You are viewing a plain text version of this content. The canonical link for it is here.
Posted to user@flink.apache.org by Adrienne Kole <ad...@gmail.com> on 2017/05/07 21:23:45 UTC

AllWindowed vs Windowed with 1 key

Hi,

I am doing simple aggregation with a keyed and global windows in flink.
When I compare the keyed window aggregation with 1 key and global window
(which has parallelism 1) I would expect that both of them would have
similar performance.

However, keyed stream with 1 key performs with 2x more throughput than
global window.
My configuration is 8 node cluster, 16 core in each node, parallelism = 128.

AFAIK, Flink doesn't manage skew by default and uses hash function to
assign keys to partitions. So if I have 1 key only, it should go to only
one partition always, which is semantically similar to global windows in
flink.

What can be the reason behind this difference in performance?

Thanks,
Adrienne

Re: AllWindowed vs Windowed with 1 key

Posted by Stefan Richter <s....@data-artisans.com>.
That is interesting, because already in Flink 1.1.x, windowAll() is implemented as input.keyBy(new DummyKeySelector()).window(). Are you using event time or processing or event time, and most important, do the execution graphs in the web frontend look different in both variants?

> Am 08.05.2017 um 16:51 schrieb Adrienne Kole <ad...@gmail.com>:
> 
> Hi,
> 
> Thanks for the reply. So I have 2 cases:
> 
> 1. timeWindowAll (length, slide).reduce (...) (with parallelism = 1)
> 2. groupby(someField).timeWindow(length, slide). reduce(...)
> 
> Lets say case-1 global window, case-2 partitioned window. If I have only one key (for case-2) and I set parallelism=1  for case-1, I would expect that both cases have similar performance both in terms of latency and throughput. However, partitioned windows outperform global ones by orders of magnitude in terms of throughput. 
> I am using Flink 1.1.3.
> 
> 
> Thanks,
> Adrienne
> 
> 
>  
> 
> On Mon, May 8, 2017 at 3:55 PM, Stefan Richter <s.richter@data-artisans.com <ma...@data-artisans.com>> wrote:
> Hi,
> 
> to answer this question, we would first need to know what you mean by „global windows“: using „windowAll()“ or „GlobalWindows“? Also, the answer might depend on the Flink version that you are using.
> 
> Best,
> Stefan
> 
> > Am 07.05.2017 um 23:23 schrieb Adrienne Kole <adriennekole1@gmail.com <ma...@gmail.com>>:
> >
> > Hi,
> >
> > I am doing simple aggregation with a keyed and global windows in flink.
> > When I compare the keyed window aggregation with 1 key and global window (which has parallelism 1) I would expect that both of them would have similar performance.
> >
> > However, keyed stream with 1 key performs with 2x more throughput than global window.
> > My configuration is 8 node cluster, 16 core in each node, parallelism = 128.
> >
> > AFAIK, Flink doesn't manage skew by default and uses hash function to assign keys to partitions. So if I have 1 key only, it should go to only one partition always, which is semantically similar to global windows in flink.
> >
> > What can be the reason behind this difference in performance?
> >
> > Thanks,
> > Adrienne
> 
> 


Re: AllWindowed vs Windowed with 1 key

Posted by Adrienne Kole <ad...@gmail.com>.
Hi,

Thanks for the reply. So I have 2 cases:

1. timeWindowAll (length, slide).reduce (...) (with parallelism = 1)
2. groupby(someField).timeWindow(length, slide). reduce(...)

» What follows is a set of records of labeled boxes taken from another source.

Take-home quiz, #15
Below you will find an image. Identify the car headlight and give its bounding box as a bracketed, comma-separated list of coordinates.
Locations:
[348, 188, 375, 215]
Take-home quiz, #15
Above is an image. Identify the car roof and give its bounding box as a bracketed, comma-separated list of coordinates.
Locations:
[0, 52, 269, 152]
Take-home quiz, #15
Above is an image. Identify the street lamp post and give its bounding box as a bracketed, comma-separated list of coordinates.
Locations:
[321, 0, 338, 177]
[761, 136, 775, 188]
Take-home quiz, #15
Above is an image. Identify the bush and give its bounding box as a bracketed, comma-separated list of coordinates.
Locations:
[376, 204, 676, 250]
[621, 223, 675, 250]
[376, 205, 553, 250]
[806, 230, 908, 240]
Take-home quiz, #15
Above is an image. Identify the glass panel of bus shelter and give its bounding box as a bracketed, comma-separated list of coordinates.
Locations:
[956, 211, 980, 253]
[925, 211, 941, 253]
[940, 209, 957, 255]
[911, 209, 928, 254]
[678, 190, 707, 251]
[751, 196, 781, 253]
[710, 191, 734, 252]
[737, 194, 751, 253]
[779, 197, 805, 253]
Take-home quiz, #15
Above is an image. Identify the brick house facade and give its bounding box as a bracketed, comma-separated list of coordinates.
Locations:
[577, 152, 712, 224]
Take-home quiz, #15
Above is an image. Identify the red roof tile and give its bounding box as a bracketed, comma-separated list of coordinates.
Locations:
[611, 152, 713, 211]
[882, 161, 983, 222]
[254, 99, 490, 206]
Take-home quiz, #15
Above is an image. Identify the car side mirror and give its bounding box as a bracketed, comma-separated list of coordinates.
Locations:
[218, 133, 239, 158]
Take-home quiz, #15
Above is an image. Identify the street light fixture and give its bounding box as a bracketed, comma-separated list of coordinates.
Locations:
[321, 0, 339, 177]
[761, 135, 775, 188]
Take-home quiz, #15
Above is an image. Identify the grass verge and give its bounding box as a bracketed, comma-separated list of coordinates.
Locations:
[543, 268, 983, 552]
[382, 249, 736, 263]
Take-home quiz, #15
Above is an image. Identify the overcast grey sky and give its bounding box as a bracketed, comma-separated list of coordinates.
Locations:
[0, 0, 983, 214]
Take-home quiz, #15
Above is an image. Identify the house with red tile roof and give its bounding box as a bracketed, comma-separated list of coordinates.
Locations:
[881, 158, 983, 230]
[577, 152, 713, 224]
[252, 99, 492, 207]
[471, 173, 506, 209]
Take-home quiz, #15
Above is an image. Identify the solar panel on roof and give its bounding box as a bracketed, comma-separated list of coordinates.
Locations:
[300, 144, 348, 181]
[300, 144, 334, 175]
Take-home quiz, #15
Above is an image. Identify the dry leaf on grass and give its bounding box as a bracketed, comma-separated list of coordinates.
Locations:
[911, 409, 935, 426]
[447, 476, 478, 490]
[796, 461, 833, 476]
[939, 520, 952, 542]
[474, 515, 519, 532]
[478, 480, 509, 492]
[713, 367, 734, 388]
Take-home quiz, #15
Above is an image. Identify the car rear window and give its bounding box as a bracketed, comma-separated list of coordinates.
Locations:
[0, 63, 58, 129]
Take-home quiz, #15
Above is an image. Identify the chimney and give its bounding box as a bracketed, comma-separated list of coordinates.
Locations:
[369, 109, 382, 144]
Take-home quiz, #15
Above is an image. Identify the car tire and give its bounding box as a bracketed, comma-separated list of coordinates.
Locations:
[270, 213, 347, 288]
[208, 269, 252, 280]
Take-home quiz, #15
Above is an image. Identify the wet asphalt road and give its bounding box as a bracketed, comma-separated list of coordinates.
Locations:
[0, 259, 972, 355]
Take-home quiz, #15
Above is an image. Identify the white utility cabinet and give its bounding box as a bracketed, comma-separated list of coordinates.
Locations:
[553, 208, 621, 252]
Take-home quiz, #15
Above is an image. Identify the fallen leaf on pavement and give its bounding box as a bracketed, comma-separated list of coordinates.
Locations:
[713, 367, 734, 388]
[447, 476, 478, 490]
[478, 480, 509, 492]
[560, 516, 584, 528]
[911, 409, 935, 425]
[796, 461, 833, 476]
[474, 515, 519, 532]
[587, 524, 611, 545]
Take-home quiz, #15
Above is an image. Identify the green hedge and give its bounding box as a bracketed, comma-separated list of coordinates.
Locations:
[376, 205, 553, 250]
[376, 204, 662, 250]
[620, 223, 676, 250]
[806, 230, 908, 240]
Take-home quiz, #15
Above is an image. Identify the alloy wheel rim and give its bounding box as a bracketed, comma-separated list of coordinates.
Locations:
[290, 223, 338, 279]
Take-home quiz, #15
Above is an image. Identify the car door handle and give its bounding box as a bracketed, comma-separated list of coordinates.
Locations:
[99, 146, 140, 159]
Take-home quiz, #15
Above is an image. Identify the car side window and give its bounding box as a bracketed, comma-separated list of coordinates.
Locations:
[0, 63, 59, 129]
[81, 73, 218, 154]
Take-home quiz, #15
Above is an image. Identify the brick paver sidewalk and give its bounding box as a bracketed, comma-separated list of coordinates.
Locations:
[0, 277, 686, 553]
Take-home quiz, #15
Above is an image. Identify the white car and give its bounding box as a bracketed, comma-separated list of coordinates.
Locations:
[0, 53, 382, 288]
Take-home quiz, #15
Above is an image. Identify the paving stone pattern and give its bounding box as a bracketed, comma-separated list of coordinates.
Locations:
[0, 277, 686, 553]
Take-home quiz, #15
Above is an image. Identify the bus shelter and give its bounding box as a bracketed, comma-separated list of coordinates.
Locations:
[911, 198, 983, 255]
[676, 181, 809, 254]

Lets say case-1 global window, case-2 partitioned window. If I have only
one key (for case-2) and I set parallelism=1  for case-1, I would expect
that both cases have similar performance both in terms of latency and
throughput. However, partitioned windows outperform global ones by orders
of magnitude in terms of throughput.
I am using Flink 1.1.3.


Thanks,
Adrienne




On Mon, May 8, 2017 at 3:55 PM, Stefan Richter <s....@data-artisans.com>
wrote:

> Hi,
>
> to answer this question, we would first need to know what you mean by
> „global windows“: using „windowAll()“ or „GlobalWindows“? Also, the answer
> might depend on the Flink version that you are using.
>
> Best,
> Stefan
>
> > Am 07.05.2017 um 23:23 schrieb Adrienne Kole <ad...@gmail.com>:
> >
> > Hi,
> >
> > I am doing simple aggregation with a keyed and global windows in flink.
> > When I compare the keyed window aggregation with 1 key and global window
> (which has parallelism 1) I would expect that both of them would have
> similar performance.
> >
> > However, keyed stream with 1 key performs with 2x more throughput than
> global window.
> > My configuration is 8 node cluster, 16 core in each node, parallelism =
> 128.
> >
> > AFAIK, Flink doesn't manage skew by default and uses hash function to
> assign keys to partitions. So if I have 1 key only, it should go to only
> one partition always, which is semantically similar to global windows in
> flink.
> >
> > What can be the reason behind this difference in performance?
> >
> > Thanks,
> > Adrienne
>
>

Re: AllWindowed vs Windowed with 1 key

Posted by Stefan Richter <s....@data-artisans.com>.
Hi,

to answer this question, we would first need to know what you mean by „global windows“: using „windowAll()“ or „GlobalWindows“? Also, the answer might depend on the Flink version that you are using.

Best,
Stefan

> Am 07.05.2017 um 23:23 schrieb Adrienne Kole <ad...@gmail.com>:
> 
> Hi,
> 
> I am doing simple aggregation with a keyed and global windows in flink. 
> When I compare the keyed window aggregation with 1 key and global window (which has parallelism 1) I would expect that both of them would have similar performance. 
> 
> However, keyed stream with 1 key performs with 2x more throughput than global window. 
> My configuration is 8 node cluster, 16 core in each node, parallelism = 128.
> 
> AFAIK, Flink doesn't manage skew by default and uses hash function to assign keys to partitions. So if I have 1 key only, it should go to only one partition always, which is semantically similar to global windows in flink.
> 
> What can be the reason behind this difference in performance?
> 
> Thanks,
> Adrienne